It’s not easy to figure out if one is good or bad at running money.


Last week came the news of the acquittal of a fund manager who lost a lot of money for his clients by investing in Bernie Madoff’s fund. The judge in the case justified the action on the grounds the manager “did not violate his duty of management” and his belief in Madoff’s products was “legitimate”. (See this FT article for story and background.) Recall that Madoff had manufactured a very strong and stable performance record over a period of decades.

How can you make sure a string of numbers associated to any investment fund or product is real – even if not fraudulent? The judge in the mentioned acquittal speaks of duty and legitimacy, but the number of duped investors was enormous, including many in the professional field of asset management (mostly through “feeder funds” or “funds-of-funds”). An interesting side note to the saga is that while Bernie Madoff and most of his team have been found guilty of fraud, amazingly not one of the managers who channeled clients’ money to them has received the same treatment.

When you look at performance you always have to think about the possibility the figures are purely the result of random events. Nassim Taleb in Fooled by Randomness did a wonderful job in talking about the role of the unpredictable in our lives (the book is highly recommended). And for this reason, almost over anything else, all performance figures need to be treated very carefully: we often don’t have enough time to figure out if they show real skill or pure luck.

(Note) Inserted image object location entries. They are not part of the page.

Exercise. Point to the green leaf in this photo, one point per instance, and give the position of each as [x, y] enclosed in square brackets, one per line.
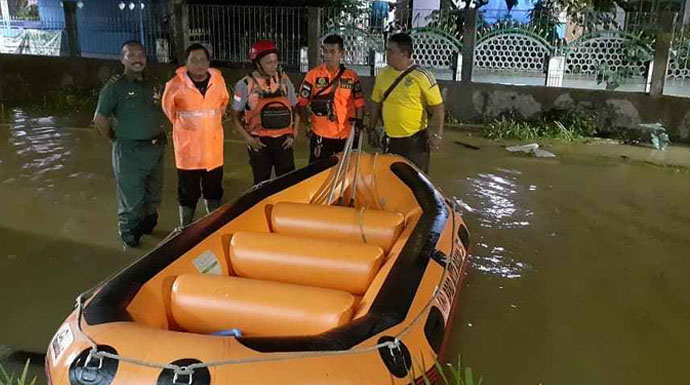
[455, 373]
[469, 379]
[441, 373]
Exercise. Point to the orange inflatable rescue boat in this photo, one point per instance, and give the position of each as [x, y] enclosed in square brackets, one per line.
[337, 273]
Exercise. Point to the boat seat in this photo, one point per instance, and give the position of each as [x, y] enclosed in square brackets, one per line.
[337, 223]
[322, 263]
[211, 303]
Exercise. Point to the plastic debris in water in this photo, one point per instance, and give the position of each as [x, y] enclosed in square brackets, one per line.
[533, 149]
[658, 135]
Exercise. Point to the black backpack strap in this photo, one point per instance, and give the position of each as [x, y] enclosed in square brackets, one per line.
[397, 81]
[334, 83]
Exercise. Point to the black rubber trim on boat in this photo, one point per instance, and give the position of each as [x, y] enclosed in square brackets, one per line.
[110, 304]
[464, 236]
[434, 329]
[200, 376]
[440, 257]
[398, 360]
[393, 301]
[388, 309]
[97, 372]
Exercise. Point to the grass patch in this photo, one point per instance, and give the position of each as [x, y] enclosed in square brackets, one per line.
[448, 374]
[565, 126]
[11, 379]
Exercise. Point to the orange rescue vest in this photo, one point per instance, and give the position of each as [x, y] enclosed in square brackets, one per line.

Going beyond the imponderable, here are some reasons why so many investors and professionals all over the world may have gotten involved with Madoff:

  1. Contrary to most legal disclaimers investors look at past figures as proof the track record (good or bad) will continue in the future, despite strong evidence to the contrary;
  2. Often investors want to believe a good story because the idea of easy money is very intoxicating, forgetting the maxim “if it sounds too good to be true, it probably is”;
  3. There is money to be made by channeling client funds in various investment vehicles, an important conflict of interest;
  4. Personal bonds count for a lot: if you know the managers you will tend to trust more than question them;
  5. Due diligence is a widely used expression but with very different meanings, depending on who you work with;
  6. Peer pressure: your friends are all invested in something and they are making a lot of money; you must invest as well;
  7. How can such a friendly open face belong to a mega-thief? (See photo.)

It’s really tough to do, I know, but the only way one should ever invest in an actively managed investment strategy is only after having discussed with the decision-makers their investment process. It takes time and effort; but it’s your money in the end.